Mit welchem Recht sollen Sie ihre Kinder vom Religionsunterricht fernhalten können und andere ihre Kinder nicht vom Ethikunterricht, weil dieser staatliche Zwangsbeglückung ist?

Wenn Sie schon von Freiheit sprechen, dann aber bitte sehr für beide Seiten und nicht einseitig. Das ist dann nämlich für alle keine Freiheit mehr.

Und genau darum geht es am Sonntag.
Comment
von zp zp ist gerade offline | 24.4.2009 20:12 Uhr
mit
religionsfanatikern und sonstigen extremisten zu diskutiern ist sinnlos - das zeigen die ganzen formumsbeiträge hier.

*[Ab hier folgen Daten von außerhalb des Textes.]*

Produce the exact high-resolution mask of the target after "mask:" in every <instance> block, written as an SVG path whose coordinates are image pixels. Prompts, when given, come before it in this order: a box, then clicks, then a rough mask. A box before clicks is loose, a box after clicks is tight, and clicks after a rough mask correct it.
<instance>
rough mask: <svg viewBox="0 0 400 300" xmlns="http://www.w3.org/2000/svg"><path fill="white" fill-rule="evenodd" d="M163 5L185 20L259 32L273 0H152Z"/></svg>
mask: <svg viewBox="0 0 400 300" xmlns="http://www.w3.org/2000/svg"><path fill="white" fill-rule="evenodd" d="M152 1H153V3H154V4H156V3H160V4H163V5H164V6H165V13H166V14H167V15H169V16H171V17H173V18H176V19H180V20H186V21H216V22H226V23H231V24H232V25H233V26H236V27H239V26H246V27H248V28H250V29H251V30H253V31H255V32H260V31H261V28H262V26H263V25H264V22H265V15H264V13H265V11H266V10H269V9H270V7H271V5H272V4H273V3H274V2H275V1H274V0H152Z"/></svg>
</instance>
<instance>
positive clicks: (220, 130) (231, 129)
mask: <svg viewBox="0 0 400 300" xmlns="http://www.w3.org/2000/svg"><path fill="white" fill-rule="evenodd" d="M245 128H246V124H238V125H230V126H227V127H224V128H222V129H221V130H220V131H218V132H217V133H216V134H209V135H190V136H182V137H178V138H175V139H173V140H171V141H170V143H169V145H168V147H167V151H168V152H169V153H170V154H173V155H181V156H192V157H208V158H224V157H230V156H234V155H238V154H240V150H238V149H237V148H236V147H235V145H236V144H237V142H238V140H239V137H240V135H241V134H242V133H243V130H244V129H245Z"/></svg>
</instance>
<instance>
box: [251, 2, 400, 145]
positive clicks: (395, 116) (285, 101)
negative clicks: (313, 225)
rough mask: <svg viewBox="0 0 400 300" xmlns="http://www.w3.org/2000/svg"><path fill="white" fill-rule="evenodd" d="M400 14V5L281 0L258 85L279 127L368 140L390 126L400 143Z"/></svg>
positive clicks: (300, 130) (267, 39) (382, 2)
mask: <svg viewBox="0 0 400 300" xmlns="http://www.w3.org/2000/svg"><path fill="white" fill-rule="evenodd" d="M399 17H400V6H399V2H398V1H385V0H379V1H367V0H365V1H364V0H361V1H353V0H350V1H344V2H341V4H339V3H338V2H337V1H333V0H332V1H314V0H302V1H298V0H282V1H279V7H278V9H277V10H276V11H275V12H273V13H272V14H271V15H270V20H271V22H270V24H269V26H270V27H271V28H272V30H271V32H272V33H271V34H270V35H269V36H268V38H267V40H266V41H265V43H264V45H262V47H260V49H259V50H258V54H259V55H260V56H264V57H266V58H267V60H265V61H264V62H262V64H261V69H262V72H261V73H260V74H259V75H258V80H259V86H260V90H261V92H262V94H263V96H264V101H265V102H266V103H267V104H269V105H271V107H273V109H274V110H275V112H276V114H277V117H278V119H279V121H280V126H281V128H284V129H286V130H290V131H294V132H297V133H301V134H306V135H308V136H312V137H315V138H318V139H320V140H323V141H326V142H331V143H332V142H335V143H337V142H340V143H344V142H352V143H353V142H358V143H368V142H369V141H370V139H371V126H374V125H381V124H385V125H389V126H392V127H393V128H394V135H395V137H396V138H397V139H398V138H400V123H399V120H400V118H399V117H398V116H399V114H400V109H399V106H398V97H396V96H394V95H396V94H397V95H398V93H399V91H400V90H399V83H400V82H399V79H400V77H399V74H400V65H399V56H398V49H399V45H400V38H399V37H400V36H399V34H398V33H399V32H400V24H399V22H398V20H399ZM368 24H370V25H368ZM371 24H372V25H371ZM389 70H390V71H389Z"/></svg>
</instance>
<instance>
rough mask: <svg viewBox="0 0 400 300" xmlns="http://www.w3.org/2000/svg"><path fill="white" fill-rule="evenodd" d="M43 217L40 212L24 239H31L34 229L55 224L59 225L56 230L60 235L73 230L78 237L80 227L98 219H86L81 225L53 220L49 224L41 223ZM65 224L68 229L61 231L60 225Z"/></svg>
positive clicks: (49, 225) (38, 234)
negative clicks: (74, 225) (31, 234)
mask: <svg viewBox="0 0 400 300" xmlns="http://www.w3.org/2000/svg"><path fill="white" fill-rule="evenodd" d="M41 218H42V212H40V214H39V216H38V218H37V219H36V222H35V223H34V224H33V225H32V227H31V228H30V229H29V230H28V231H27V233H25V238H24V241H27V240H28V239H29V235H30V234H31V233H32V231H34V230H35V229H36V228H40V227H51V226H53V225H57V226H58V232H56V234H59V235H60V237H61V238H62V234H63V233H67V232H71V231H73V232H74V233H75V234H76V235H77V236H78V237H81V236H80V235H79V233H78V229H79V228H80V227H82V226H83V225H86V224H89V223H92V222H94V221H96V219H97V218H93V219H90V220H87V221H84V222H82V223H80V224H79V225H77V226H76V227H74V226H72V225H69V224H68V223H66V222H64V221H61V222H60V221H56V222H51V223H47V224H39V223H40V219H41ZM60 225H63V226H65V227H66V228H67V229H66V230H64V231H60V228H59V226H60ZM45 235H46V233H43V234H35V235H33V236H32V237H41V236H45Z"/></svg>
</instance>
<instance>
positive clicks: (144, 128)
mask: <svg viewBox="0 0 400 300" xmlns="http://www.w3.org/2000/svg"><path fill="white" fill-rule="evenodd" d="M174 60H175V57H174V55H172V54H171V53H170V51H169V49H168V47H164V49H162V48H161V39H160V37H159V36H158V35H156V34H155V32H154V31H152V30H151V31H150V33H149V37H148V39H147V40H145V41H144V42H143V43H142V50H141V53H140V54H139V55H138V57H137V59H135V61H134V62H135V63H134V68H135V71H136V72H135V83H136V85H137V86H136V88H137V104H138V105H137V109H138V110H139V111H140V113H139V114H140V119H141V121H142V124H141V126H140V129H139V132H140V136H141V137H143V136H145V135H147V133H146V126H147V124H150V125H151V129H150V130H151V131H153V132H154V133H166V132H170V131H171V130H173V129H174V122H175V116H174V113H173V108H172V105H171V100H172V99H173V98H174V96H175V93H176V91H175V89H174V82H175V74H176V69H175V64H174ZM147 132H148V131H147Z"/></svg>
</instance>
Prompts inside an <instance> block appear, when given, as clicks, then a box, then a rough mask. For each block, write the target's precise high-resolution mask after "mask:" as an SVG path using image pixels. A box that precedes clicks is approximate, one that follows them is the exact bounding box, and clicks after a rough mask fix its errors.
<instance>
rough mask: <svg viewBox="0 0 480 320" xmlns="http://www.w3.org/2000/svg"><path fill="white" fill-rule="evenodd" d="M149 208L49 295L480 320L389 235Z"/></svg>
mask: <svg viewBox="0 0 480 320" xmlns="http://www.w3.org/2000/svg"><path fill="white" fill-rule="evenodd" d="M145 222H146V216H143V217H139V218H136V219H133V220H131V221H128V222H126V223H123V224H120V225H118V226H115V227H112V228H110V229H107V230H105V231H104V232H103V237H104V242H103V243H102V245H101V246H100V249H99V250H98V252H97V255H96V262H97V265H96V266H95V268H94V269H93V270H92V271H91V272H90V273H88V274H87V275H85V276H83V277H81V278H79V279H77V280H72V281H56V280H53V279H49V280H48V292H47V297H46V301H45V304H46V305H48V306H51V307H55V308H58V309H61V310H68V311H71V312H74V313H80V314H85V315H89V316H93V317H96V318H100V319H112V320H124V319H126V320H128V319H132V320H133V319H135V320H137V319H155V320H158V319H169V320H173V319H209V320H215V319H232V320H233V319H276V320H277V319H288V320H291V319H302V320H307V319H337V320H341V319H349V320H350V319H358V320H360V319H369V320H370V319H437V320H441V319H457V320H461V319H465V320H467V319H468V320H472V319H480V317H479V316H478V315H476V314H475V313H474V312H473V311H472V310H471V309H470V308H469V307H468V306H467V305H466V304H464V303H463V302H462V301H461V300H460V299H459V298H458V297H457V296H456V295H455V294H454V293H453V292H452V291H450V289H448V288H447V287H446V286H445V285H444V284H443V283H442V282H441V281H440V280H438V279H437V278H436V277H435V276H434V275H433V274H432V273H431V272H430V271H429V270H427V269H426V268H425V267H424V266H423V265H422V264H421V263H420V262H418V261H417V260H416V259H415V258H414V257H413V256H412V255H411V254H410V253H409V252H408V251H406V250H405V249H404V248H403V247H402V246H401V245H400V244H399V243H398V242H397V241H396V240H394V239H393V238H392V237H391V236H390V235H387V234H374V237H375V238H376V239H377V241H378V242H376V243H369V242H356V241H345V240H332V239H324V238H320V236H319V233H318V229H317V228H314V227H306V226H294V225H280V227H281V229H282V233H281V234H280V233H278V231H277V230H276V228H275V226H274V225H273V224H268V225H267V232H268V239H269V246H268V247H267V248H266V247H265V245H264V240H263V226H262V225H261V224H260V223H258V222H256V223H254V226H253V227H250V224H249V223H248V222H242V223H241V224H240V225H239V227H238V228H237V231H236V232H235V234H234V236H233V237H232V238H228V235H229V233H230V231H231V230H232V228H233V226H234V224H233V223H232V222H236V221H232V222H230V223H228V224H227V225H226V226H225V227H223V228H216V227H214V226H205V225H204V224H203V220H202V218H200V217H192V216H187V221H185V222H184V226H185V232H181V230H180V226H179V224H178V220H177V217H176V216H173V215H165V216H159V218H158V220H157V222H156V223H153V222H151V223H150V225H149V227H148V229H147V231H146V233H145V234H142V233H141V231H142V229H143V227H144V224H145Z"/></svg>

lasst und die wahl abwarten.

guten nacht!
Comment
von dali dali ist gerade online | 24.4.2009 23:34 Uhr
da hat @zp mal ausnahmsweise recht,
eigentlich dürfte man mit den Freds, die sich für den HVD engagieren, gar nicht reden,
aber als echter Christ muss man halt mit jedem reden und darf niemanden hinten runter fallen lassen...
Comment
von l.demir l.demir ist gerade offline | 25.4.2009 6:33 Uhr
Rechtsauslegung die zweite
@zp
Was an der Auslegung der Landeszentrale für politische Bildung „religionsfanatisch“ sein soll, bleibt mir verschlossen. Der Staat hat mit seinem Bildungsauftrag auch die religiöse Erziehung zu gewährleisten- Punkt. So sieht es unser GG vor. Dass Sie mit Ihrem Kommentar auch das GG als extremistisch einstufen, macht mich ratlos. Hier wäre eine weiterführende Diskussion eher notwendig als sinnlos.
Comment
von katzen katzen ist gerade offline | 24.4.2009 21:07 Uhr
Das Problem wäre eigentlich einfach
zu lösen. Zu meiner Schulzeit, die schon etliche Jahre zurückliegt, gab es den normalen Religionsunterricht, ohne Benotung im Zeugnis; da hieß es nur: teilgenommen! Es wurde auch nicht getrennt zwischen Katholiken und Protestanten. Wieso muß man heutzutage alles komplizieren? Nur weil diverse Andersgläubige ihre eigenen Gebtshäuser, Moscheen und was weiß ich noch alles haben, sollten wir unsere christlichen Wurzeln nicht verbiegen. Übrigens, auch ich bin aus der Kirche ausgetreten. Meinen Glauben habe ich dennoch behalten, den kann ich überall ausleben!!!